Now the trap. If the passcode was set up without an Apple Account attached, or on a device that had no Apple ID signed in at the time, there is no Forgot Passcode? link at all. Apple has no record to reset against, so nothing appears. The link is also hidden when Screen Time is managed through Family Sharing rather than set locally, so check on the phone where the passcode was actually created. In that case your only route is to erase the device and set it up fresh, which wipes everything that is not backed up. You can do that from Settings > General > Transfer or Reset iPhone > Erase All Content and Settings, or by restoring through a Mac or Windows PC. Back up first if there is anything on the phone you want to keep. The lesson is simple: always attach your Apple Account when you create the passcode, and write the passcode down somewhere safe.
FAQ
Can I set up Screen Time without Family Sharing?
Yes.
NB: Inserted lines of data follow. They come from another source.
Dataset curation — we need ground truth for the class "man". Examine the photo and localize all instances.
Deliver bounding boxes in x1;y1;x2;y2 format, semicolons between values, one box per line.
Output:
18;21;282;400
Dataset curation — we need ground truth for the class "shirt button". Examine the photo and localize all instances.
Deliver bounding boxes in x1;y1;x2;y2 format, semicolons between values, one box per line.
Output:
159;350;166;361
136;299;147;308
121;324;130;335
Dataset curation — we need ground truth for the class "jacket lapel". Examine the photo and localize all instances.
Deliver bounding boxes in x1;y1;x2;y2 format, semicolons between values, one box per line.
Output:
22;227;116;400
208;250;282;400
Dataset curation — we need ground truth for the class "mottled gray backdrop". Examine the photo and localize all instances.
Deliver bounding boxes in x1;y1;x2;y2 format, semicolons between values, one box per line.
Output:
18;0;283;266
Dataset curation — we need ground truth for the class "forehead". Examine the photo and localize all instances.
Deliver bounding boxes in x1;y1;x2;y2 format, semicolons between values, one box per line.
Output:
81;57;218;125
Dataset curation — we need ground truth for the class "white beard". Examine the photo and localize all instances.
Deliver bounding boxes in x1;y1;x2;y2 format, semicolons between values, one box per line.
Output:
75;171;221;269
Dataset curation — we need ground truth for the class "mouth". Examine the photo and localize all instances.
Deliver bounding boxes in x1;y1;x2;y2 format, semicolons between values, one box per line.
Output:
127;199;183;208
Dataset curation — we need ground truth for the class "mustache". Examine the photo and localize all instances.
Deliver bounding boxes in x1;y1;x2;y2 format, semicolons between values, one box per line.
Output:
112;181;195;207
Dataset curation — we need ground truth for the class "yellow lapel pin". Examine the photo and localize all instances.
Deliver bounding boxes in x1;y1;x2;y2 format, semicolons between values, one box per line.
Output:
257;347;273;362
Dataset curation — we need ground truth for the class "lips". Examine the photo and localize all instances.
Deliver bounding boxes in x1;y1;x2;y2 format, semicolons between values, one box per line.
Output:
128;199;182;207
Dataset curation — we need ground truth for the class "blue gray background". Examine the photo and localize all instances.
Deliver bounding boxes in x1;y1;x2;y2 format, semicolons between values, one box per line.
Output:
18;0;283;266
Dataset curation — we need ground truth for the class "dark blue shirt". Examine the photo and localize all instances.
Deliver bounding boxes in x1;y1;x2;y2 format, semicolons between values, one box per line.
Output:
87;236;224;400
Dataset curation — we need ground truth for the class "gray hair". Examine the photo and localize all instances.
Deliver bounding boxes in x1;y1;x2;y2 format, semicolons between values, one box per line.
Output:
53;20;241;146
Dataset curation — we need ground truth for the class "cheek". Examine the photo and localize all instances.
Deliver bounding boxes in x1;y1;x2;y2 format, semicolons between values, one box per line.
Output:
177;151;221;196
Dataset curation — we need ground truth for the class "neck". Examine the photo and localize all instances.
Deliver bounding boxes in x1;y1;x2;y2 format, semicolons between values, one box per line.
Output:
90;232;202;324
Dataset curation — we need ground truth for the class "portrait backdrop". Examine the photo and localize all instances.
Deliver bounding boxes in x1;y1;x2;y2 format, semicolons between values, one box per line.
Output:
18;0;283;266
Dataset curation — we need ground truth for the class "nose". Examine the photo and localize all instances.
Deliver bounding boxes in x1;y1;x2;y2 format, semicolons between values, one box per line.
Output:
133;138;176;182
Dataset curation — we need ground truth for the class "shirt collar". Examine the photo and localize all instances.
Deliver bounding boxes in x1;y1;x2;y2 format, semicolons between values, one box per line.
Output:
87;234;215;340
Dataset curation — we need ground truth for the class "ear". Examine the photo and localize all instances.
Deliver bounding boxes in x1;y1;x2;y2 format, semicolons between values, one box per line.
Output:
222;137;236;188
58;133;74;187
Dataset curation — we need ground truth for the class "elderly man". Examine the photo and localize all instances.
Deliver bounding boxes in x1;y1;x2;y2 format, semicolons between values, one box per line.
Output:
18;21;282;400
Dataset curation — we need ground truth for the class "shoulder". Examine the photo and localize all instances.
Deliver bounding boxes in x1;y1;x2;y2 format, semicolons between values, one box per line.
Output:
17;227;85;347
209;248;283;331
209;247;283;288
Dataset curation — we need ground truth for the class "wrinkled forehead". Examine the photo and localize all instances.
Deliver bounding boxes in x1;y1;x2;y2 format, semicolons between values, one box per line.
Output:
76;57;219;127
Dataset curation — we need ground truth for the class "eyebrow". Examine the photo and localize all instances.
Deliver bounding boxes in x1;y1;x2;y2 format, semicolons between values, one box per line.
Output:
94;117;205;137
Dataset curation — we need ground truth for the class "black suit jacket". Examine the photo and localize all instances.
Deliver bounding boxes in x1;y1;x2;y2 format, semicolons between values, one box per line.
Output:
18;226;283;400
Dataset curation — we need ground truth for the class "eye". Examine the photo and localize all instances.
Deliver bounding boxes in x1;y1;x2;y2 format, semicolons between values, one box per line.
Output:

You can turn it on directly in Settings > Screen Time on any iPhone and lock the settings with a passcode. Family Sharing only matters if you want to manage a child's separate device from your own phone and have age protections applied automatically.
Does Downtime block phone calls?
No. During Downtime, regular phone calls still come through, along with any apps you marked as Always Allowed. Downtime is about apps and notifications, not cutting off the phone entirely.
Why can my child still use an app after the limit runs out?
By default Screen Time lets them tap Ignore Limit and keep going. Open the specific App Limit you created and turn on Block at End of Limit there, which lives inside each individual limit rather than on the main Screen Time screen and only appears once a Screen Time passcode is set. With it on, passing a limit needs your passcode instead of a single tap.
What is the difference between Communication Limits and Communication Safety?
Communication Limits control who your child can call, text or FaceTime. Communication Safety is the separate feature that detects and blurs nude images in Messages and a few other places, all on the device. They solve different problems and you usually want both.
I forgot my Screen Time passcode and there is no Forgot Passcode option. What now?
That happens when the passcode was set without an Apple Account for recovery. There is no reset link in that case. The only way out is to erase the iPhone and set it up again, which deletes data, so back up first. To avoid this next time, attach your Apple Account when you create the passcode.
Can my teenager get around Screen Time?
Sometimes. Changing the device clock, reinstalling apps, or learning your passcode can all weaken it. Locking Allow Changes and keeping your passcode private helps, but treat Screen Time as a sensible fence rather than something nobody can climb.